The headhunter says that she has placed five people from banks into private equity firms over the past six months. “This is a good number,” she says.
Lesley Li, founder of Shanghai-based Matrix Search, an executive search firm specialized in PE and VC, adds: “Almost 70% movers have investment banking background. The rest could be from management consulting or Big Four, whose experience is also welcome by PEs.”
Moving from an international investment bank in China to a private equity firm could be a culture shock. This is further complicated by the fact that most PE firms are based in Beijing rather than Shanghai to be closer to China;s State Owned Enterprises (SOEs).
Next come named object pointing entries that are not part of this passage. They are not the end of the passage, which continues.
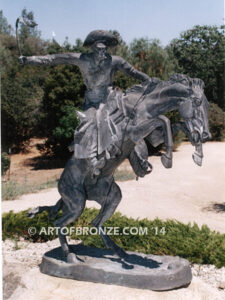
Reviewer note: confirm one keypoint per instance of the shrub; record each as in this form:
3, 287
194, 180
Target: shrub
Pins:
5, 162
198, 245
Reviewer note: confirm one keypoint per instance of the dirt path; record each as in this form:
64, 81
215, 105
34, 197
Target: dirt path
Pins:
186, 192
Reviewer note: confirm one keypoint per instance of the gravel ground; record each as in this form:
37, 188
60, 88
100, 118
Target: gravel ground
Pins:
20, 257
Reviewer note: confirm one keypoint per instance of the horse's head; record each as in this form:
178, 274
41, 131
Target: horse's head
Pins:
194, 109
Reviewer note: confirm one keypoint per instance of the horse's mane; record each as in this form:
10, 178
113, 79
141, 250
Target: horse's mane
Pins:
185, 79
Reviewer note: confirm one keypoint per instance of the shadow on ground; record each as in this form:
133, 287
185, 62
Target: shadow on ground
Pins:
215, 207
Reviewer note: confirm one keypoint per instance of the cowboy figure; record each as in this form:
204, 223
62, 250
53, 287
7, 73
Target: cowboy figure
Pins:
97, 69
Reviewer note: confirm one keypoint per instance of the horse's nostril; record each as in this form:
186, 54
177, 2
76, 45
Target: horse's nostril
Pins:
206, 136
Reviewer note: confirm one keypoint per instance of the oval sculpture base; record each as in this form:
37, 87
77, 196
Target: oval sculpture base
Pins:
138, 270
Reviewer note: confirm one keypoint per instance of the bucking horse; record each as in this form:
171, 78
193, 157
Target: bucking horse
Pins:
135, 116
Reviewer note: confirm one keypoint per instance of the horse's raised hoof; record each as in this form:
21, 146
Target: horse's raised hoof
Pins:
71, 258
166, 161
197, 159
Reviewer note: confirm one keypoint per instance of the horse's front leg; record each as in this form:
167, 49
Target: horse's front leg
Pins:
168, 138
198, 154
109, 206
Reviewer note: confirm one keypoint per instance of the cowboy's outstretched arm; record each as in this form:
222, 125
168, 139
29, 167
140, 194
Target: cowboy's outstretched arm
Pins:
54, 59
128, 69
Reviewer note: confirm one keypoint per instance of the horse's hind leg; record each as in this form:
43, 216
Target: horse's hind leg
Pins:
108, 208
74, 203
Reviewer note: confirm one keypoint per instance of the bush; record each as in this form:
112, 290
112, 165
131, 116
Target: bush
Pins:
216, 122
198, 245
5, 162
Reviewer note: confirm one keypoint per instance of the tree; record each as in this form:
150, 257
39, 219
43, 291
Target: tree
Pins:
4, 26
200, 53
21, 91
149, 57
63, 92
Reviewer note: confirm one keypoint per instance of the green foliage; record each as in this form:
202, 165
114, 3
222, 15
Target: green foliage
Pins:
198, 245
64, 91
216, 122
12, 189
200, 53
5, 160
21, 99
149, 57
40, 101
4, 25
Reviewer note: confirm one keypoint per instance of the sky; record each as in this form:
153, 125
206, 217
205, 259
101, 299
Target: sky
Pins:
161, 19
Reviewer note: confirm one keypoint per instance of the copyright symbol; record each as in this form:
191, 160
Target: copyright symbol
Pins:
32, 230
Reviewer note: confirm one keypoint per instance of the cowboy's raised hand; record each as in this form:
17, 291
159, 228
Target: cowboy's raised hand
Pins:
22, 60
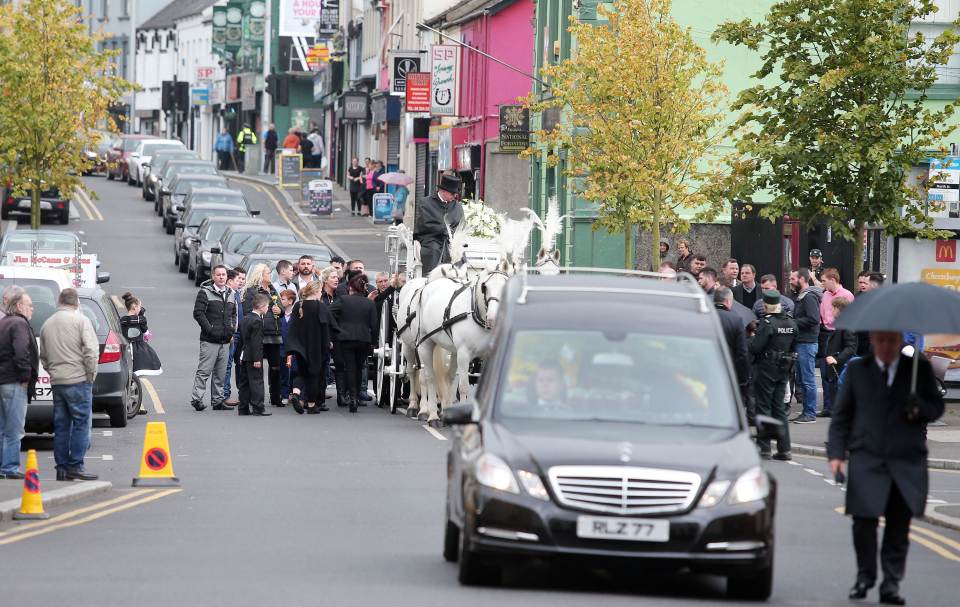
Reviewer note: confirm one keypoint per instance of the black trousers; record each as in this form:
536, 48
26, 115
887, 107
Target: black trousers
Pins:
356, 199
250, 386
354, 356
893, 552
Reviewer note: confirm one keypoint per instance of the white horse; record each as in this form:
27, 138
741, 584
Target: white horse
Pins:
457, 317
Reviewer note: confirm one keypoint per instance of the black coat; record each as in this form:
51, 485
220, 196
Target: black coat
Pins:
357, 318
216, 314
19, 356
870, 427
310, 335
736, 338
251, 335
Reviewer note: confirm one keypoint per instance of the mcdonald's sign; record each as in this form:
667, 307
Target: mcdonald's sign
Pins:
946, 251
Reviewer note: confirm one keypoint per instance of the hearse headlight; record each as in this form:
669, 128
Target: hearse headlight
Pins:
714, 493
752, 486
493, 472
533, 485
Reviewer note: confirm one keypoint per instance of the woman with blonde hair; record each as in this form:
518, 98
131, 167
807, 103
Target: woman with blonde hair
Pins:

One of the reasons for the PE boom was the reformation of Chinese SOEs, according to Jianbin Gao, PwC China’s private equity group leader for Central China.
SOEs are generally gigantic in size and complicated in ownership structure. Any reforms PE wish to take part in would involve government bodies and regulators. So by basing themselves in Beijing, PEs will therefore find it easier to do business.
Apart from SOEs, China’s new industries, particularly those driven by technological innovation, such as the TMT (technology, media and telecommunications) sector, are mostly based in Beijing because of the clustering effects of universities and R&D capabilities. PEs have been very active in these sectors.
Anyone working for a PE fund in China needs a curious mix of local knowledge and a global outlook. PE firms want the best of both worlds – international education and experience combined with an ability to deal with complex domestic situations. Not surprisingly, barriers to entry are high.
“The normal hit rate for one replacement is 1 out of 50 applicants,” says Li.
There’s one reason not to join a PE fund in China, however – pay. Salaries within PE firms are often on a par, if not smaller than investment banks and bonuses also do not compare favourably, suggest headhunters without providing figures.
Li explains that an associate-level banker at a typical Chinese PE normally only gets 6-12 months’ base salary as bonus. Only those who are VP or above are entitled to earn carried interest, but that is highly dependent on the overall business performance. “I have seen associate earning only RMB300k a year at local PEs, ” says Li.